Language I/O Co-Founder Shares Career Advice as Part of Babson College Consortium

八月 2, 2018

IMG_20180718_104724 (002).jpgLanguage I/O Co-Founders Heather Morgan Shoemaker and Kaarina Kvaavik get a lot of credit for their own business ingenuity—after all, they built a multilingual customer service software company on their own. However, like all entrepreneurs, some great influencers helped Shoemaker and Kvaavik hone the skills that landed them where they are today. This is why mentorship is so important to Shoemaker and Kvaavik. 

In an effort to continue giving back through mentorship, Kvaavik joined the MBA/MS Boston Career Consortium at Babson College for its annual Professional Development Day on Wednesday July 18 for a little face-time with its MBA student advisors. The intent of the day was to give students inside perspective on the recruitment process. As part of the “Start-ups/Scale-Ups & Technology Panel,” Kvaavik spoke with students about hiring, negotiating and the tech skills gap. 

“I always enjoy engaging with students and the professionals who are working to help those students as they move into their careers,” Kvaavik said. “It’s rewarding to share some of what I’ve learned as the co-founder of a startup with them."

The panel covered significant ground. Babson Senior Associate Director of the Graduate Center for Career Development Lily Awad, compiled the following story about the day:

There is no doubt that insights directly from the employer will benefit business students as they navigate their academic career and, in turn, their place in the workforce. Here are the top four “golden nuggets” from the panelists that every business student should know:

1. What Tech Tools Should I Know to Land the Job? All recruiters agreed that you don’t need to have a computer science or engineering background to land a business role within a tech firm. That said, thirst for learning, the ability to pick new skills up quickly and resourcefulness are things they are all seeking in candidates. Specifically, recruiters discussed the importance of social media (e.g. Facebook Ads) and video expertise for marketing positions. Advanced Excel skills also came up quite frequently with the ability to create pivot tables, macros, and more (especially for analytics roles). Having a broad understanding of digital presence, web design and coding also came up as a beneficial piece to working, not only cross-functionally, but with clients. What if you don’t have experience with one or more of these tools? The panel unanimously says, “figure it out.” Use free on-line learning tools offered through your school (for example, Babson students have access to Lynda courses), download free trials and, yes, watch a YouTube video. At the end of the day, your resourcefulness and ability to get the job done will help your resume travel to the top of the stack!

2. How Do You Make It Past the First Interview? Be passionate about the company and be passionate for the job you’re interviewing for.
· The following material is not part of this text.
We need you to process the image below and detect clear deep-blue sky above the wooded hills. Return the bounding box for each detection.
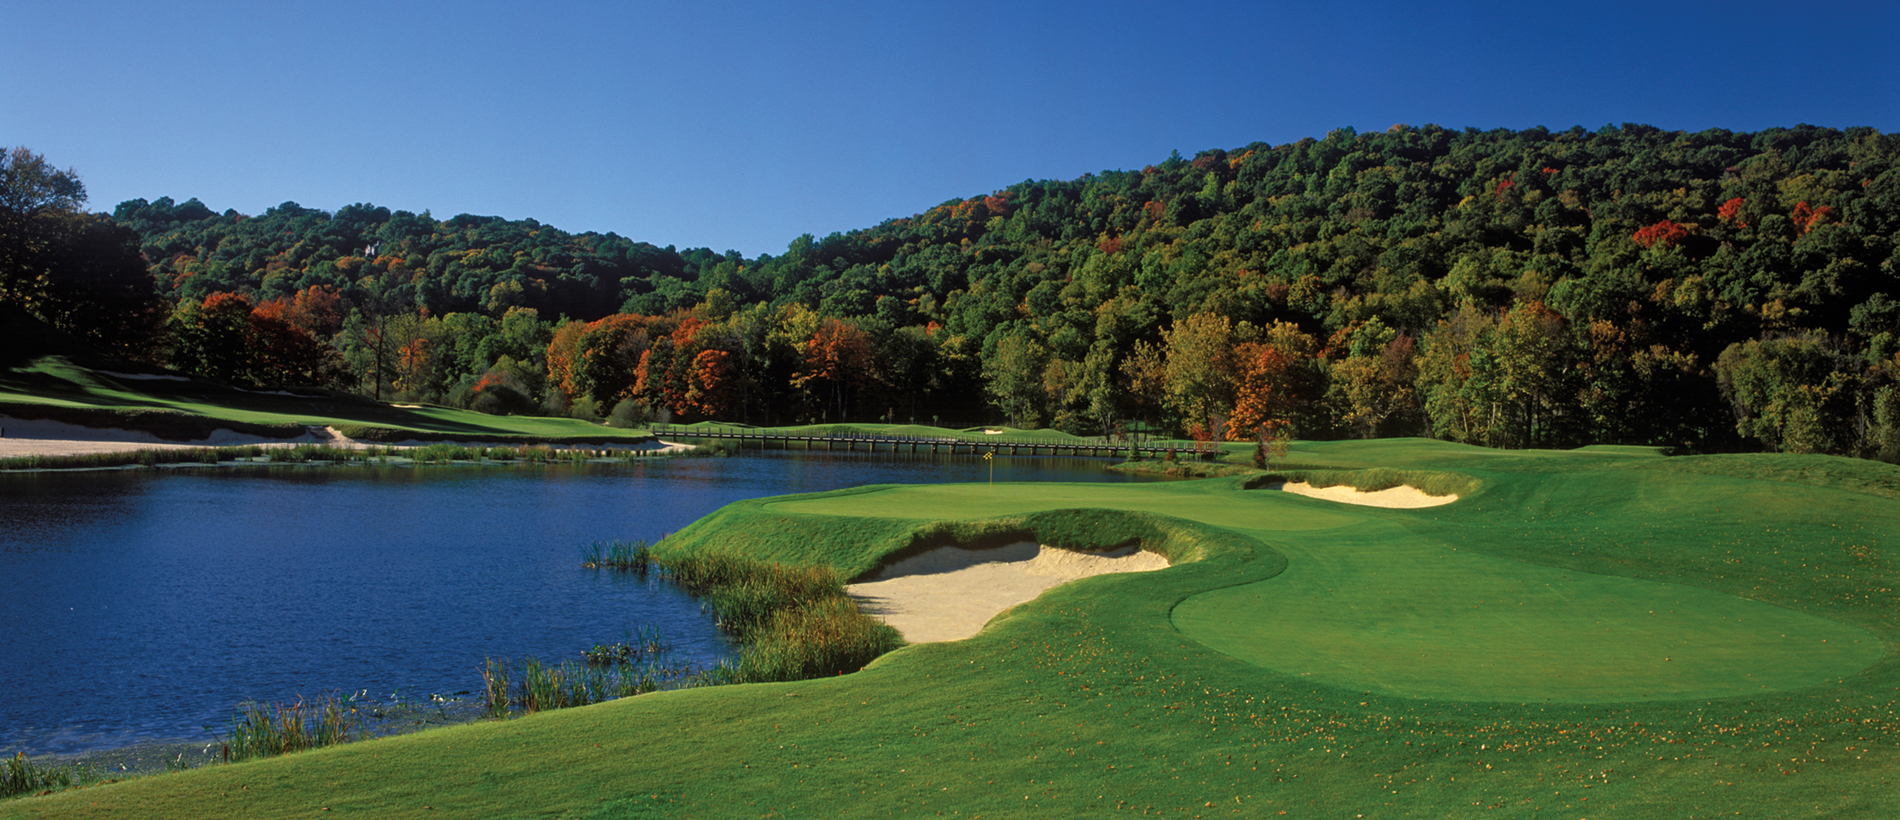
[0,0,1900,256]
If you go into an interview unprepared and not knowledgeable about the company, the recruiter will figure it out. Furthermore, understand where you fit in the company. If you are conducting an informational interview with a recruiter at a company you’re interested in, come prepared with a job (or two) that resonates with you. Often, students meet with a recruiter and then expect the recruiter to place them based on what they know about that individual’s background. The consensus was not to do that! As Holly Peterson of HubSpot says: “Don’t say you don’t know what you want to do, find something and talk about it.”  However, all panelists agreed that candidates need to be realistic. If you have zero management experience, do not expect to go after a management role. At the same time, align your salary expectations with what you’re seeing in the market as well as your qualifications. Remember, there are plenty of tools you can leverage to conduct salary research and CCD is here to help!
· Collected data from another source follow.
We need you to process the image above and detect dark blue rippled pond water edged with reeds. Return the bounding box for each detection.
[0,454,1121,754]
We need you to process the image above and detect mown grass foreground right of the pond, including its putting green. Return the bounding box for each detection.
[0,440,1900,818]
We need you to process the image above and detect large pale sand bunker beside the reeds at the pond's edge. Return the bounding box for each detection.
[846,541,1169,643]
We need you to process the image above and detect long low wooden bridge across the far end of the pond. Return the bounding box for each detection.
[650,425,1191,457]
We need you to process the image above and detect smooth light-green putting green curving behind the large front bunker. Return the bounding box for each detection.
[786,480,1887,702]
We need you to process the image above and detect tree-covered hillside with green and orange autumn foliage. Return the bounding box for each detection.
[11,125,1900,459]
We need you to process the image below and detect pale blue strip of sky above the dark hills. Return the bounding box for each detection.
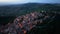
[0,0,60,5]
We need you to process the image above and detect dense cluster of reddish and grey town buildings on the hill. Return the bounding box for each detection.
[0,12,54,34]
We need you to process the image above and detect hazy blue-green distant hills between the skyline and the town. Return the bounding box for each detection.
[0,3,60,16]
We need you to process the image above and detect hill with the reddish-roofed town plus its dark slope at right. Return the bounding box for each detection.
[0,12,60,34]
3. How is this Generation of New Workers Different from the Past? According to the panelists, younger candidates are no longer chasing high salaries. Rather, today’s young professional looks for flexibility including remote work, unlimited vacation time, and bring your dog to work days! Recruiters will ask what is important to you so be prepared to answer that question with some solid reasoning as to why. Startups are finding that fewer young professionals understand their options when equity is being offered. Again, doing one’s research and preparing to answer these questions ahead of time is key. In addition, if accepting a position in Massachusetts understand your rights under the newly passed MA Equal Pay Law. 
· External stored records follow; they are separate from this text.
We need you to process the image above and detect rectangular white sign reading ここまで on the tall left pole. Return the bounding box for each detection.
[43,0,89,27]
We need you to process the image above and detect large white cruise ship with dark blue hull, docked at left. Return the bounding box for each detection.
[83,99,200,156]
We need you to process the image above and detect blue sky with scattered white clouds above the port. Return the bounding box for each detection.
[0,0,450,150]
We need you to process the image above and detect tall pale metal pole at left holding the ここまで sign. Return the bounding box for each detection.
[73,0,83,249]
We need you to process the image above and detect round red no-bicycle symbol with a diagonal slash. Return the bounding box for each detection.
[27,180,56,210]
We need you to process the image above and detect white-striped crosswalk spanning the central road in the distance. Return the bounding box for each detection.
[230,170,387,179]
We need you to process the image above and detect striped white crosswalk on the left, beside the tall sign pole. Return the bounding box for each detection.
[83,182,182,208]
4. What Advice Do You Have for International Students Who Wish to Pursue a US Job Search? First and foremost, understand your visa status. You should know how you can legally work in the U.S. and what your visa options are for post-grad. As Miki Feldman Simon put it, “You need to know how to talk about your visa status because a lot of HR people and most hiring managers don’t understand what it all means.” Luckily, for Babson students you have access to Immigration Attorneys who visit campus frequently for talks on Post-Grad Visa Options. In addition, Grad CCD has put an immigration toolkit together including a video with an immigration attorney that addresses the H1B visa process. Always make sure you consult professional legal advice when you have questions about work authorization. Another piece of advice was to stay within the realm of what you know. If you have a technical background coupled with your business degree, look for roles where you can leverage your tech savvy. In short, those who seek visa sponsorship should not be chasing work in a new industry and functional area.